CONTRATAPA
› Por Juan José Panno
El partido de gala que se disputaba en el Gran Estadio era tan malo, pero tan malo que los espectadores se empezaron a asomar a los murallones de las graderías para espiar desde ahí el encuentro improvisado que estaban jugando hijos y sobrinos de los profesionales en un campo lindero. Su Majestad, presente en el Gran Estadio, fue notificada de lo que estaba ocurriendo y tomó inmediatamente una medida demagógica de esas a las que ya tenía acostumbrada a la población: mandó traer a los jóvenes al Gran Estadio y ordenó que los cracks pasasen castigados a la cancha auxiliar. La plebe celebró alborozada la novedad, pero diez minutos más tarde todos desdeñaron lo que estaba ocurriendo en el Gran Estadio y empezaron a mirar el partido, abierto y divertido que jugaban los profesionales en el campo contiguo.

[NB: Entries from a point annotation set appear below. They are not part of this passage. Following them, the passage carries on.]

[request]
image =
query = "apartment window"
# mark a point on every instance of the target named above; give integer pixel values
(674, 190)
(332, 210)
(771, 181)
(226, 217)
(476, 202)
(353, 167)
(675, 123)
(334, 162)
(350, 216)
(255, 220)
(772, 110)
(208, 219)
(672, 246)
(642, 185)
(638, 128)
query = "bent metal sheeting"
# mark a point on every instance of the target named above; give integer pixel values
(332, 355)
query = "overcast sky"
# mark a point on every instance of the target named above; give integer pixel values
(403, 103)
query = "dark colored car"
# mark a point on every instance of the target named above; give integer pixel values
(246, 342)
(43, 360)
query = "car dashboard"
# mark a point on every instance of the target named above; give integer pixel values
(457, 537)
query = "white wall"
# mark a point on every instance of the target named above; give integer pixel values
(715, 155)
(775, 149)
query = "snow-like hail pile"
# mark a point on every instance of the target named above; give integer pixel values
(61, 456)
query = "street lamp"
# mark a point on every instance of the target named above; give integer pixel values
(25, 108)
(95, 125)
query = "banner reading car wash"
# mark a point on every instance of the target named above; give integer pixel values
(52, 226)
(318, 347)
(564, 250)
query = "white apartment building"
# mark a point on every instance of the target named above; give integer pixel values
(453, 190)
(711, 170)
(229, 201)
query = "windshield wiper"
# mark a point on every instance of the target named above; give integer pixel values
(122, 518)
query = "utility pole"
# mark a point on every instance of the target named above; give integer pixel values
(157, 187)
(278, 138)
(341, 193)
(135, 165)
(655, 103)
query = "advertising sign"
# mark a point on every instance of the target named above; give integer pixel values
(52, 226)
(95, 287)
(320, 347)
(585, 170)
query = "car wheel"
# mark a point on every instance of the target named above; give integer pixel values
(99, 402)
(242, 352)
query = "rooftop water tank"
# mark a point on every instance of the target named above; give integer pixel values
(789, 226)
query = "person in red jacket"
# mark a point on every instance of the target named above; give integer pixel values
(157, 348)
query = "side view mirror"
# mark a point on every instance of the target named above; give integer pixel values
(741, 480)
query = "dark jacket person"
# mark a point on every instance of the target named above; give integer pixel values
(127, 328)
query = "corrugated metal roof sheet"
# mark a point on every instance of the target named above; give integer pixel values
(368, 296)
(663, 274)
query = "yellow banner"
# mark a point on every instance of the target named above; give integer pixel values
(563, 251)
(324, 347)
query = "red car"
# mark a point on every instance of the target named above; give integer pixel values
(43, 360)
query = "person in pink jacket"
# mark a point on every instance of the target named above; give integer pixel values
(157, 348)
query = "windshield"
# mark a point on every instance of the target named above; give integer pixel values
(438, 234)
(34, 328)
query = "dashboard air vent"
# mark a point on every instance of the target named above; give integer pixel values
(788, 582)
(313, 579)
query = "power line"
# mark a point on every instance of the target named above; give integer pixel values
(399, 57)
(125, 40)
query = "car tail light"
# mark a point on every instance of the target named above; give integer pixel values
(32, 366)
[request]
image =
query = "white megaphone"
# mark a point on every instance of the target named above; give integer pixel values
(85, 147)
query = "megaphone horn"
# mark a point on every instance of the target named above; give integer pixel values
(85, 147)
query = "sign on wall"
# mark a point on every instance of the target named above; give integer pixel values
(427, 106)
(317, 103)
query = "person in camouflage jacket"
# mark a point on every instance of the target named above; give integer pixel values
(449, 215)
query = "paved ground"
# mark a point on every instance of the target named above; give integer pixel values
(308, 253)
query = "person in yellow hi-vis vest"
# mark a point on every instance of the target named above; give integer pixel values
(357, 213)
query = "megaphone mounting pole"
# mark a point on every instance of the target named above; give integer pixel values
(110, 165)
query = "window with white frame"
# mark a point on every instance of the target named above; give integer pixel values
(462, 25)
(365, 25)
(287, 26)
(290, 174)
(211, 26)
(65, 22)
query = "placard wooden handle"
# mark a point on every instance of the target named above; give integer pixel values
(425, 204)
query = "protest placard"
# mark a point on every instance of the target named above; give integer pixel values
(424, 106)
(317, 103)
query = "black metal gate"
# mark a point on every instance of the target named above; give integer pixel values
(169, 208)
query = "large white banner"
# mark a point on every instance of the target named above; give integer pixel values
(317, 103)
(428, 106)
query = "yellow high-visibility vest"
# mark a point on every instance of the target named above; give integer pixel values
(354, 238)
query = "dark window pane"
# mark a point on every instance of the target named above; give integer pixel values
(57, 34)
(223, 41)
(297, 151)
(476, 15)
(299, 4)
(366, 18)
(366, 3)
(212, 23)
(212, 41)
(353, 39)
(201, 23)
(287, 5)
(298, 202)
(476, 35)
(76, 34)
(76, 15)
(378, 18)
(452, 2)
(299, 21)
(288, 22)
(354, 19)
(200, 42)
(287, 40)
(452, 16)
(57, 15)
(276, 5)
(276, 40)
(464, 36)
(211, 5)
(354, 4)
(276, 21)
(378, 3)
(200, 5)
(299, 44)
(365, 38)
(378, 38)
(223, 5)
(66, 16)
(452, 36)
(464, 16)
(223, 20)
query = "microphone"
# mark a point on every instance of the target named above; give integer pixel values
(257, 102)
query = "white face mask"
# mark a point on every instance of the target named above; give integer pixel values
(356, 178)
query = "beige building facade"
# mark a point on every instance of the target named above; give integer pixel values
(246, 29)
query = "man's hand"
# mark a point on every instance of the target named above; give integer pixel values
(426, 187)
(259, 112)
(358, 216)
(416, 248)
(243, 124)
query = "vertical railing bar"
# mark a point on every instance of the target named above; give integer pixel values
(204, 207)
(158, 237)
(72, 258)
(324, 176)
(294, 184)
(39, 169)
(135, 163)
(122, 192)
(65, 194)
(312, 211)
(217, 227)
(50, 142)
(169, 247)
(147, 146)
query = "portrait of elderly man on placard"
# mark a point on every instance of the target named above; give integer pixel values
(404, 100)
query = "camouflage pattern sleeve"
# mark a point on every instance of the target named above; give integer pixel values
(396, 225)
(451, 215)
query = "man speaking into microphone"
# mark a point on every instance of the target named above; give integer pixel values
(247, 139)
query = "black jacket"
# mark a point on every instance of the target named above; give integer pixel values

Cuando Gregorio Samsa (en tiempos no muy lejanos, crack indiscutible) se despertó una mañana después de un sueño intranquilo (producido por el recuerdo fresco del gol en contra y el penal errado que hicieron perder un campeonato) se encontró sobre su cama convertido (por los mismos hinchas que antes lo adoraban) en un monstruoso insecto.
Hacía como cien años que no metía un gol. Un buen día, que por extraña paradoja era un día de lluvia interminable en aquel pueblito colombiano, Aureliano hizo, abracadabra, aracataca, una jugada mágica y se encontró en soledad frente al arco. Todos empezaron a escribir la crónica de un golazo anunciado, pero inexplicablemente el cándido delantero se puso a recordar a sus putas tristes y demoró el tiro, aunque un instante después decidió que no habría más penas ni olvido y marcó el gol. Fue un gol de otro partido.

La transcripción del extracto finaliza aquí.